With this in mind, Erica Mannherz and Clara de Soto launched an app called “KillSwitch” this Valentine’s Day for Androids and iOS phones that selects a “target” for the kill from your list of friends, then entirely erases them from your Facebook presence. Photos of the two of you against a variety of tropical backgrounds, embarrassingly lovey-dovey statuses, tagged posts—gone. Well, not gone gone: If you decide to, you can undo the action or save all the materials in a special folder for days when you really feel like crying. Mannherz and de Soto described their target audience to Business Insider as “anybody that’s had a falling out... be it a friendship or coworker,” but the V-day timing of the app’s release suggests a different audience: anyone at home watching Blue Valentine with a bottle of whiskey, hitting the refresh on their ex’s Facebook page.

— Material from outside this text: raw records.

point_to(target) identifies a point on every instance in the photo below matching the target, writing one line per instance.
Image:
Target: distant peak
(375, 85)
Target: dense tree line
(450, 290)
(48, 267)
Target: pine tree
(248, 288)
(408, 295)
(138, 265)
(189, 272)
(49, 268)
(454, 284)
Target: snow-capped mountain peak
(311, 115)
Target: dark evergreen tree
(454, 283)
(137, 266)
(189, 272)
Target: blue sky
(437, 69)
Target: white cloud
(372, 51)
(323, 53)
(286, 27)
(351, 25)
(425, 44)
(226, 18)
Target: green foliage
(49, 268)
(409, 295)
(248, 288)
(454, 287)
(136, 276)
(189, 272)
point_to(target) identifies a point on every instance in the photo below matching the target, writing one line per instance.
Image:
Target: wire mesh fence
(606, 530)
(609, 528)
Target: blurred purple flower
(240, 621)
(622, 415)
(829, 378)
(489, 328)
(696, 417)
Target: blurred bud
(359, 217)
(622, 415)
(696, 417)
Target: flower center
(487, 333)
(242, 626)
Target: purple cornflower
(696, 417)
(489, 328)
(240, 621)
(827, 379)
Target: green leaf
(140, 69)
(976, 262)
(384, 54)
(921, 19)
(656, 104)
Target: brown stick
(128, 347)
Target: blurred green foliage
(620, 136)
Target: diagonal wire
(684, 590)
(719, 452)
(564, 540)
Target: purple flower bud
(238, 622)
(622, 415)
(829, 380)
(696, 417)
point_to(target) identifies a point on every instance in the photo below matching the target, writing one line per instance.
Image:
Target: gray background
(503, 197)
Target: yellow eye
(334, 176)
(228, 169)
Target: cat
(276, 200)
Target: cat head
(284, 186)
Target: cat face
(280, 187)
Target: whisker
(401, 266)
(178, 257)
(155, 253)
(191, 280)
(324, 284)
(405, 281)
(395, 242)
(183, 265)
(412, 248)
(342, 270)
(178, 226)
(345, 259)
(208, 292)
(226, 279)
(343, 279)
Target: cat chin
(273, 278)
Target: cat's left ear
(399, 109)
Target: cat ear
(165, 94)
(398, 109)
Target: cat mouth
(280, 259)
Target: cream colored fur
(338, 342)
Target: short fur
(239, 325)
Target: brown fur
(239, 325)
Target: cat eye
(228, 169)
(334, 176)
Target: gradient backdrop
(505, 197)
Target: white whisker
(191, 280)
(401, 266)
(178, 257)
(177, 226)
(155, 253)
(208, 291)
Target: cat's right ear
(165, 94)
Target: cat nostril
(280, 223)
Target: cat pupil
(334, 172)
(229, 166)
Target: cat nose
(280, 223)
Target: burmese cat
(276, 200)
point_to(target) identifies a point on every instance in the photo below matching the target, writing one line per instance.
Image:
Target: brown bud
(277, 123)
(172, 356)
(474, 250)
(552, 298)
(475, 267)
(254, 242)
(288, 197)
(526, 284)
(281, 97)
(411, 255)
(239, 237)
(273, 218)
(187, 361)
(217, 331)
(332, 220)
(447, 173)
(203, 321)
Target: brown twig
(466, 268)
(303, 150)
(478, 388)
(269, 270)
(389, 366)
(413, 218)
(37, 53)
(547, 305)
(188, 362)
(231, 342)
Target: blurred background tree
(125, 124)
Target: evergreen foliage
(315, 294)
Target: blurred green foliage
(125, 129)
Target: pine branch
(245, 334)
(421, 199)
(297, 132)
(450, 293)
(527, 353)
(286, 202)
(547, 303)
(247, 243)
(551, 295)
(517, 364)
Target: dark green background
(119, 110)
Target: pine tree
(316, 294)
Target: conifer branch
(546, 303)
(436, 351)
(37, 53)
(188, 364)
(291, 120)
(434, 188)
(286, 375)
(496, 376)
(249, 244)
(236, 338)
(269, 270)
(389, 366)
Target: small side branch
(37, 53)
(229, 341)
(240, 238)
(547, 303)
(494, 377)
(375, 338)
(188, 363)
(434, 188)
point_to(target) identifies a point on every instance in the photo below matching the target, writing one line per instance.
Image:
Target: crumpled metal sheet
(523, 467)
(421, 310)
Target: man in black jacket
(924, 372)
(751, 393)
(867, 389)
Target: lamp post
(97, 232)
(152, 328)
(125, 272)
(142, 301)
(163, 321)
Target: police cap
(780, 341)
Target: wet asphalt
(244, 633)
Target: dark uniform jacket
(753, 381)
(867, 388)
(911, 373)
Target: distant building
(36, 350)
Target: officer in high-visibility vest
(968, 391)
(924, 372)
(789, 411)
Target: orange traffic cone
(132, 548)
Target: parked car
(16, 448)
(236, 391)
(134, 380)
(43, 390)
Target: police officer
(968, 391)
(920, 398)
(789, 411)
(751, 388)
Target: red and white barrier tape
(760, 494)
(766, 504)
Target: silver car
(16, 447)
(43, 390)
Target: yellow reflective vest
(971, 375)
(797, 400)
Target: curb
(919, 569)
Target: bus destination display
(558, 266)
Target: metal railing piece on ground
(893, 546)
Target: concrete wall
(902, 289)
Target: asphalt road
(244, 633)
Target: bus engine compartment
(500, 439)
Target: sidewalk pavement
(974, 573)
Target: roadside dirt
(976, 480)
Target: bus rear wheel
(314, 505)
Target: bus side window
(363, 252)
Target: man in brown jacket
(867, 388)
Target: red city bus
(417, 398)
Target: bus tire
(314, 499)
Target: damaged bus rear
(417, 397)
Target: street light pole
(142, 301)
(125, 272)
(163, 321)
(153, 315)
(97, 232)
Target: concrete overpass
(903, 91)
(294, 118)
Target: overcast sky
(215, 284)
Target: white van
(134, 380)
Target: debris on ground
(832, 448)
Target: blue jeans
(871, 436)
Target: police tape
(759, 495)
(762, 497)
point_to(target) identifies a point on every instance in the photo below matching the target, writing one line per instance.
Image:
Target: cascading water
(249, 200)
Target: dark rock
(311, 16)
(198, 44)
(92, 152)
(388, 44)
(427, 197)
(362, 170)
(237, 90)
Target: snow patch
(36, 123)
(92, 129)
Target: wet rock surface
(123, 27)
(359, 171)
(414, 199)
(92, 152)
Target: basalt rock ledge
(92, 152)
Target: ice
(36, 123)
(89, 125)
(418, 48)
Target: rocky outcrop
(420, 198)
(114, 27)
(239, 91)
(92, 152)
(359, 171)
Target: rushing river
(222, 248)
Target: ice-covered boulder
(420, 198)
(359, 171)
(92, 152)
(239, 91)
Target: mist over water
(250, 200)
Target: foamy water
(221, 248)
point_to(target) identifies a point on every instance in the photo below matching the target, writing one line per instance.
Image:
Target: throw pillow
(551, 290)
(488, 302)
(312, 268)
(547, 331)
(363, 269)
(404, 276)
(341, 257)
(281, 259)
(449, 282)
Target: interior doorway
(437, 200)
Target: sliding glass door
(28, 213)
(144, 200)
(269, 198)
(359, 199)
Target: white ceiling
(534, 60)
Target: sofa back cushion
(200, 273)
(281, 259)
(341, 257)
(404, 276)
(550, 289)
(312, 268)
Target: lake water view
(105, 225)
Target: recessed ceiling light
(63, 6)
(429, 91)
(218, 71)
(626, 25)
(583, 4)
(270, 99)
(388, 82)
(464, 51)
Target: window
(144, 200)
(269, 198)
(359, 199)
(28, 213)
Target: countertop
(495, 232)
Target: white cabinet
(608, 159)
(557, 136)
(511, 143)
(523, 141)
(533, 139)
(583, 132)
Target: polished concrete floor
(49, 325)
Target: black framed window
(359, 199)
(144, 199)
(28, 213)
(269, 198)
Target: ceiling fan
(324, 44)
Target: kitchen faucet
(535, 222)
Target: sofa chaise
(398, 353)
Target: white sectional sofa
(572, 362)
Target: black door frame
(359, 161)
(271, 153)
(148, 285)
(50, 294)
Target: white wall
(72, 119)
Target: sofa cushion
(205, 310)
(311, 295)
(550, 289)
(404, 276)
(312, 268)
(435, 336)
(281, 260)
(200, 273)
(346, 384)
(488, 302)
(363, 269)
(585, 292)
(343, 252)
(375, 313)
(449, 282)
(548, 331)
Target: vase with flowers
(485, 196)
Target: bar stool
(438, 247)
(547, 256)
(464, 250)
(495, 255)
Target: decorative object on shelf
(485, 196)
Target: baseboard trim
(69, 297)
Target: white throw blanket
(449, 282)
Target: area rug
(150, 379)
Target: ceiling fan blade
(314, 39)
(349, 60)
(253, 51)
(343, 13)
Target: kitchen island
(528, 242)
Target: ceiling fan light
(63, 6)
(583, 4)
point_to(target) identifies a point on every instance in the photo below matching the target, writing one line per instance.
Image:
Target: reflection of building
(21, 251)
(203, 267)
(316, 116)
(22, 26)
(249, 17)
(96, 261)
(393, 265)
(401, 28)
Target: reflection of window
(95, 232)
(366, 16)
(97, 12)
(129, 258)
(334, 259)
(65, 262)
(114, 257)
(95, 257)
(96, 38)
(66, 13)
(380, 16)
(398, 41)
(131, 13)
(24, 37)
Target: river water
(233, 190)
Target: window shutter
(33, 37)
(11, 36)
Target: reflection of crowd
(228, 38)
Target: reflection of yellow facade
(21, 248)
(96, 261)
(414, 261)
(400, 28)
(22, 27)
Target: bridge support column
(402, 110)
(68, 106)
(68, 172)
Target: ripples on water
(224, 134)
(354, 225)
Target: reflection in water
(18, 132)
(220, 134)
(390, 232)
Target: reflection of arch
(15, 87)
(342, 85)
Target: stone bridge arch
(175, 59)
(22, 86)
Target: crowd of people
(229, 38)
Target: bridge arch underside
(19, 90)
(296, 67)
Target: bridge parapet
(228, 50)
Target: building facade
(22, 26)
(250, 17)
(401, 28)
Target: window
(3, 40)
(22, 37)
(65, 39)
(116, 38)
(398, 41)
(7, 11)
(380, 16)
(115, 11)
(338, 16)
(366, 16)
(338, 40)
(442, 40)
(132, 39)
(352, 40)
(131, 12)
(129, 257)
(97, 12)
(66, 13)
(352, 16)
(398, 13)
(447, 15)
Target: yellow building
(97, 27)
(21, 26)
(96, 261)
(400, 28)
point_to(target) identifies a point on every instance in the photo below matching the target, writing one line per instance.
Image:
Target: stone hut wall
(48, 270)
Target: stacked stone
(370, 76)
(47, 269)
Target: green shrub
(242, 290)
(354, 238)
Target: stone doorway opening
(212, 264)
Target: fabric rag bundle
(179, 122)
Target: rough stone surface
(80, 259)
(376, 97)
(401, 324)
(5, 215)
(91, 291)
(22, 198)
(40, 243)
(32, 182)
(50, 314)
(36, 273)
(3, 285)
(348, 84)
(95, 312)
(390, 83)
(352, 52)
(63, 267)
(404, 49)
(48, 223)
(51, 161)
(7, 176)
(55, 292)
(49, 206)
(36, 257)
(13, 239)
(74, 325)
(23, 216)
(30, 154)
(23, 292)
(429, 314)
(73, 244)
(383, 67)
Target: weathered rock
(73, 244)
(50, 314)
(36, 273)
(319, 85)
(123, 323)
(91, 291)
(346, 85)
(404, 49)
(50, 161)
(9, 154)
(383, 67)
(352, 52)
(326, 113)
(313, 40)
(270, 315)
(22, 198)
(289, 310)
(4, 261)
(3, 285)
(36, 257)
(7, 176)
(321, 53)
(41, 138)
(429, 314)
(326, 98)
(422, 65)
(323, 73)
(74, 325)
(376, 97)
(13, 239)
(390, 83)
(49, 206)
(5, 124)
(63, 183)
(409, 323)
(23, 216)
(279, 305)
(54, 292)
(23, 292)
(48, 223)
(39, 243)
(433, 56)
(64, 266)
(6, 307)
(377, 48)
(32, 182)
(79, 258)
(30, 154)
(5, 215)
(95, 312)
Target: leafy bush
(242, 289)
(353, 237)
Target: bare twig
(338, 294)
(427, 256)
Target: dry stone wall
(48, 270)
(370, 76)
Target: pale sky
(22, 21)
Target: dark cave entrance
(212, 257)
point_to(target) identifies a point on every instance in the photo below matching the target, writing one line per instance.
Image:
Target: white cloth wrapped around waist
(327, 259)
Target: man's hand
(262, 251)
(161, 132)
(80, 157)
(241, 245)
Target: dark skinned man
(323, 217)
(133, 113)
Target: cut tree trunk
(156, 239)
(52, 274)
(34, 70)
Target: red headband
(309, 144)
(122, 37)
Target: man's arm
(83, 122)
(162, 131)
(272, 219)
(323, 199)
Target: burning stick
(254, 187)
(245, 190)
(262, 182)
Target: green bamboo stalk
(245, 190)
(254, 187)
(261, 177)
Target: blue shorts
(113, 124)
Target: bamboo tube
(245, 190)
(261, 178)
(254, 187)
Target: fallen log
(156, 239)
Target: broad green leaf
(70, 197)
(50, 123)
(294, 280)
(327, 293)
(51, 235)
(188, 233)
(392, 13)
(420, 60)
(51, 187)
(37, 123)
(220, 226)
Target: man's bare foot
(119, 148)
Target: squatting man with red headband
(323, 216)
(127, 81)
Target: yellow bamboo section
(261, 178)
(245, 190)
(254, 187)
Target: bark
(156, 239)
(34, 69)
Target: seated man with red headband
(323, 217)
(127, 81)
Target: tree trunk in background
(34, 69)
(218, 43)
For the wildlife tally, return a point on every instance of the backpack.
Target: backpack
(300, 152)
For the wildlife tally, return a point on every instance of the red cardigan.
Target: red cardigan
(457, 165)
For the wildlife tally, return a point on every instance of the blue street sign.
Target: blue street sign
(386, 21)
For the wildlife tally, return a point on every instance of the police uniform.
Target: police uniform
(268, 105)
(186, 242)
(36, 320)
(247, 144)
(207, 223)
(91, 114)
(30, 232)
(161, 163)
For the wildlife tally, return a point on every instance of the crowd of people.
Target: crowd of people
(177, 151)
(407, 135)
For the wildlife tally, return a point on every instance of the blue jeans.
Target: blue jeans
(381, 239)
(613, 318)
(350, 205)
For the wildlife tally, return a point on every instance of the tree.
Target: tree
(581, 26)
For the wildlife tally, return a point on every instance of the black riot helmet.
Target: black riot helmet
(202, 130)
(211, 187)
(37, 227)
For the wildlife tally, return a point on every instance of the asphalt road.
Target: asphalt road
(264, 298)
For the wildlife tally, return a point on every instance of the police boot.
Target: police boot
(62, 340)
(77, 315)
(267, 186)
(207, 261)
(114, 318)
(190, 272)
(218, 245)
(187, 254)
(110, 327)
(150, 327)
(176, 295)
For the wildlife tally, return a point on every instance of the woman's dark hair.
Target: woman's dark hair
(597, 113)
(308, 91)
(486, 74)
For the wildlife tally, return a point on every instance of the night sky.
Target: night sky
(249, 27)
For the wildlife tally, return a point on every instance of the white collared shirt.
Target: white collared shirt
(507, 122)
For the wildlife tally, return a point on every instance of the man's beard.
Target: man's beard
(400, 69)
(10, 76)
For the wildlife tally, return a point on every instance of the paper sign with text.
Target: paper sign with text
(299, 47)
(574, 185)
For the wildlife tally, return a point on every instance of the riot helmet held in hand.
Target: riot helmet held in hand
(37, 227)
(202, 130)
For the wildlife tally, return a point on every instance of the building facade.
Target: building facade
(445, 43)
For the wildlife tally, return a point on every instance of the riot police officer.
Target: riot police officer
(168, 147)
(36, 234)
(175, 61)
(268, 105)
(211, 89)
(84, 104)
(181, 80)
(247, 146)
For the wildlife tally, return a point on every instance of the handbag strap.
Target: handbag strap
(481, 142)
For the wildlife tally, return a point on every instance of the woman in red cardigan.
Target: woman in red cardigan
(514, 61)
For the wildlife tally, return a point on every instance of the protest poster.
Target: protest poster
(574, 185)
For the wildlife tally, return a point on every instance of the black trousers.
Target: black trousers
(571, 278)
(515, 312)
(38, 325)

There’s really no winning with exes and Facebook. Either you’re clicking through old photos of the two of you together, or you’re looking through photos of him and his new girlfriend while plotting murder. Everyone knows that breakups would be a lot easier if people just vanished the second they were no longer in your life, but our generation’s attachment to social media has made that nearly impossible. There’s a reason Facebook has to adjust its platform every few months to include more privacy and editing options—the wealth of information we store in this website is insane, and managing it is truly difficult.

KillSwitch is a practical idea, but it only further caters to our generation’s obsession with recording everything and contributes to the idea that our online presence needs to be constantly maintained. Applications like KillSwitch only encourage us to live in an artificial reality where unwanted memories, like unattractive photos, can just be untagged. The real world is not as neat as friend requests and relationship statuses, and if we keep buying into this online paradise where we control our own images down to a T, we’re going to forget how to handle ourselves in reality.

After all, you can KillSwitch your ex, but you can’t literally kill them. So what happens when you run into them at the airport or at your local organic market? Are you going to cover your eyes and run away? No, you’re going to feel sad and awkward and uncomfortable, because that’s what happens when you break up with someone. But you’ll live, and maybe even learn something from it. The real world is a lot messier than Facebook, and if, a few years down the line, you can mend a broken heart with the click of a button, I’m still not buying in. I’ll keep the albums, notes, and alternating capital-lowercase love declarations and cry it out, old school, because if experiencing real, off-line feelings is wrong, then I don’t want to be right.